Утренняя пробежка стала настоящим кошмаром. Три круга вокруг территории корпуса за десять минут — норматив казался непосильным для истощённых улицей детей. Артём задыхался уже на втором круге, ноги становились ватными, в боку кололо так, что хотелось остановиться и рухнуть на землю. Но останавливаться нельзя было — если хотя бы один кадет не уложился в норматив, весь взвод наказывали дополнительным кругом.

Гришка Кадетский, с которым Тёма дрался неделю назад, оказался одним из самых выносливых в их казарме. После стычки и совместного наказания между ними установилось странное перемирие, переросшее в нечто похожее на товарищество. Когда Артём на третьем круге совсем выдохся и начал отставать, именно Гришка притормозил рядом, схватил его за локоть и потащил за собой:

— Давай, умник, едрить тебя в дышло! Ещё двести метров! Не вздумай остановиться, а то всем влетит!

Тёмка сжал зубы и побежал дальше, цепляясь за поддержку старшего товарища. Они пересекли финишную линию вместе, за две секунды до истечения времени. Мальчик согнулся пополам, хватая ртом воздух, но в груди теплилось странное чувство — он не подвёл взвод.

На следующий день ситуация повторилась с Колькой, восьмилетним худым мальчуганом, который начал отставать на втором круге. Гришка снова притормозил, но на этот раз к нему присоединился Артём — они взяли малыша под руки и буквально дотащили до финиша. Инструктор Фильченко промолчал, но в его глазах мелькнуло одобрение.

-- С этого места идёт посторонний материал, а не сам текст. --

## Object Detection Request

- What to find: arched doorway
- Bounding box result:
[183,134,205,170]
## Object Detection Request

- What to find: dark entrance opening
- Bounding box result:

Руководство корпуса прекрасно понимало психологию беспризорников и бездомных. Директор Чаадаев и старшие инструкторы с первого дня начали постепенно выстраивать систему, исключающую неуставные отношения и попытки завести тюремные порядки, и вскоре их результаты принесли свои плоды.

Во-первых, они дали новобранцам противника в лице себя — жёсткие, требовательные, безжалостные к слабости офицеры стали той силой, против которой объединились все мальчишки. Ничто так не сплачивает, как общий враг. Во-вторых, когда дети немного отъелись и окрепли после первых двух недель, нагрузки резко увеличили — тренировки стали длиннее, нормативы жёстче, требования выше.

Энергии на конфликты, выяснение отношений и тюремные игры в «кто тут главный» просто не оставалось. Те, у кого всё-таки находились силы на драки и разборки, получали в наказание дополнительные тренировки — и очень быстро переставали чувствовать себя героями.

Так постепенно налаживалась взаимопомощь. Кто-то был силён в беге, но слаб в подтягиваниях — его страховали на турнике, не давая сорваться. Кто-то плохо понимал грамоту — ему объясняли после занятий. Система круговой поруки работала жёстко: если один проваливал задание, страдали все. Это заставляло тянуть друг друга, помогать слабым, прикрывать оплошности товарищей.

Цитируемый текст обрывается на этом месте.